Jorge Luis Borges ha sido  el maestro relato corto o la transgresión de la realidad. En el libro “El tamaño de mi esperanza”,  ya contienen todo lo que el ciego de Rivadavia  sería después, una vez cruzados los zaguanes de Palermo;  algo menos acicalado, con demasiados giros criollos, es verdad, pero todo él, quisquilloso, dulcemente malévolo, punzante y rioplatense por las cuatro comisuras de la cutícula mezclada de niebla inglesa.

Esa fábula hecha esperanza  comenzó el año 1926, y el tiempo la matizó de tal forma, que solamente se mantiene en vilo el apego intrínsico a la tierra.  “A los criollos les quiero hablar- comienza su epístola pagana - : a los hombres que en esta tierra se sienten vivir y morir, no a los que creen que el sol y la luna están en Europa”.  

Cuando así se expresó tenía 27 años. Sesenta años más tarde, un 14 de junio de 1986, cansado del país de  Evaristo Carriego y su común “Bustos  Domecq”, pedía ser enterrado en Ginebra, lejos del rugido de la pampa, el compadrito díscolo, los caminos del Sur, la acera de enfrente, los árboles de Belgrano y el cielo grisáceo sobre Villa Ortúzar.

 Él necesitó casi la vida entera para saber con creces  que cierto sol y cierta luna, solamente están en las estribaciones de  la lejanía. O al otro lado del mundo.

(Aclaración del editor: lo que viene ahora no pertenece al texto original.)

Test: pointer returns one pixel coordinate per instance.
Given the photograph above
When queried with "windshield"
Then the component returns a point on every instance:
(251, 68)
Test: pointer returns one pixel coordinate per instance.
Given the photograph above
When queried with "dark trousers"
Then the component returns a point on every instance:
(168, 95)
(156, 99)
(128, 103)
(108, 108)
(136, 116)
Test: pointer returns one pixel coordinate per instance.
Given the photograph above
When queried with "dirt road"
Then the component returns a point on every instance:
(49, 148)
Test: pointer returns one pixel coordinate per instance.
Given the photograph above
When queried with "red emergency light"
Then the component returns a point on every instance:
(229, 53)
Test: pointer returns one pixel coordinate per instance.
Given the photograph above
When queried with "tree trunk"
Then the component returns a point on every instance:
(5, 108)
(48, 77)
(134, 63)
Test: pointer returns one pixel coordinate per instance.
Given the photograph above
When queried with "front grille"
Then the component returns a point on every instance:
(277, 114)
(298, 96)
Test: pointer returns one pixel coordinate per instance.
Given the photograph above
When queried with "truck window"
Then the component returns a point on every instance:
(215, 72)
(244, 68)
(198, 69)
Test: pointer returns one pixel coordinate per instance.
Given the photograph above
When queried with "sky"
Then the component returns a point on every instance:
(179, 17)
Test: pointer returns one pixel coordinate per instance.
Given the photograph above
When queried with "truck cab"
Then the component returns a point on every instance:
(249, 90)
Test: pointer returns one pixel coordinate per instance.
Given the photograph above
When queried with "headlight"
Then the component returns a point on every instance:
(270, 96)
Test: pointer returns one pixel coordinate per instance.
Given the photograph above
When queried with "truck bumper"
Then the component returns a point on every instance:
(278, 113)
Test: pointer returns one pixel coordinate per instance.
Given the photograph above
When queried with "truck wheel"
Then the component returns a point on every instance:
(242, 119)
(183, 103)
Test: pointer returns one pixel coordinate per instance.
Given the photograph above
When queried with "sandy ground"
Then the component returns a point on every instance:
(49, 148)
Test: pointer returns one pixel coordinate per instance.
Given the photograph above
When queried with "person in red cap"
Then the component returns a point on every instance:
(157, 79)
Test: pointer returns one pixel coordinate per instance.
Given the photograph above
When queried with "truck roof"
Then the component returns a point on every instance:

Escribía en castellano con la venia de su propio heterónimo Jorge Luis Borges y su alter ego Pierre Menard, mientras escarbaba, para encontrar palabras esdrújulas,  en un tal  apócrifo William Shakespeare.  

Aún así, siempre regresaba con puñados de cuentos  a su orillera ciudad. Sentía por ella un amor celoso, y eso lo expresó bien cuando dijo: “Me gusta tanto Buenos Aires  que no me gusta que le guste a otras personas”.  

Es difícil, por no indicar imposible, separar en Borges la realidad de la fantasía.  Fue un contador de utopías por excelencia, y eso era una de las cualidades más admiradas en él.